Brazil’s state-controlled oil company Petrobras has posted its biggest-ever quarterly loss after booking a large writedown for oil fields and other assets as oil prices slumped and refinery projects faltered.
The company, at the epicenter of Brazil’s massive corruption scandal, had a consolidated net loss of 36.9 billion reais ($10.2billion) in the fourth quarter.
The bigger-than-expected shortfall was 48% larger than the 26.6 billion-real loss a year earlier, the previous record. It also turned the company’s full-year 2015 result, which was positive through September, into a full-year loss.
For a second year in a row, chief executive Almir Bendine said, Petrobras will not pay dividends to either its government or non-government investors and it plans to make no bonus payments to employees.
Petrobras common shares fell 5.5% in after-hours electronic trading in New York, after the results were released.

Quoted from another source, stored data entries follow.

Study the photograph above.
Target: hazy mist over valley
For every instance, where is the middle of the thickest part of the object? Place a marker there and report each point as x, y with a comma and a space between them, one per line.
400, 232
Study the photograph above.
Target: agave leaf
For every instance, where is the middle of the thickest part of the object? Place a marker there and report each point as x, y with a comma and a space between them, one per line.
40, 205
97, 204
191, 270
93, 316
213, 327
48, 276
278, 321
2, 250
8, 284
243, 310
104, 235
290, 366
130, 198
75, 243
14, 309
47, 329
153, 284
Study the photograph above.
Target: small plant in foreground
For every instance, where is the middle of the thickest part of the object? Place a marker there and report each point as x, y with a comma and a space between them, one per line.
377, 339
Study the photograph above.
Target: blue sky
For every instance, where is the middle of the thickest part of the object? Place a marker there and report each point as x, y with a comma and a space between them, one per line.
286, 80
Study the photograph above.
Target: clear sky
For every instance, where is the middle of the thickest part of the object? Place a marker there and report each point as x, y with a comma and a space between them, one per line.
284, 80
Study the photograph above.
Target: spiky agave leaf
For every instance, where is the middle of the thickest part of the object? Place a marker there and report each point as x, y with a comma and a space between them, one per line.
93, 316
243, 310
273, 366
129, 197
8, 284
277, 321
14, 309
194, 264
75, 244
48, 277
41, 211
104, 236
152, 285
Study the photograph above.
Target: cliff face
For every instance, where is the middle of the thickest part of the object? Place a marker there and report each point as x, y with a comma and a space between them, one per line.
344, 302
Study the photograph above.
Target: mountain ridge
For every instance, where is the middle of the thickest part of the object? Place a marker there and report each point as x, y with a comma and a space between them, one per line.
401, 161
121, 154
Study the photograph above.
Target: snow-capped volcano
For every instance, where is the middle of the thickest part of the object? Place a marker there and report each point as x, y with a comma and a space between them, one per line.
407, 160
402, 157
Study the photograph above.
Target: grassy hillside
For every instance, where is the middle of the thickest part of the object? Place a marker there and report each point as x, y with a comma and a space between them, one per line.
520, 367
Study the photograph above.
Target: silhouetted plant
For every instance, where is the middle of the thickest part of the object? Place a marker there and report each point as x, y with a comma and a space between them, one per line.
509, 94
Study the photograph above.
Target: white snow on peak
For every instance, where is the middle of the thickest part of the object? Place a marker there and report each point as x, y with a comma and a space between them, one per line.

The loss was driven by a 46% decline in the price of benchmark Brent crude oil LCOc1, a drop that has driven up losses and caused writedowns throughout the global oil industry.
Of the 46.4 billion reais written off in the quarter, 83% was for oil fields.
A year earlier, writedowns were also the cause of Petrobras losses, although they were largely related to the giant price-fixing, bribery and political kickback scandal that has roiled the company and help fuel calls for the impeachment of Brazilian President Dilma Rousseff.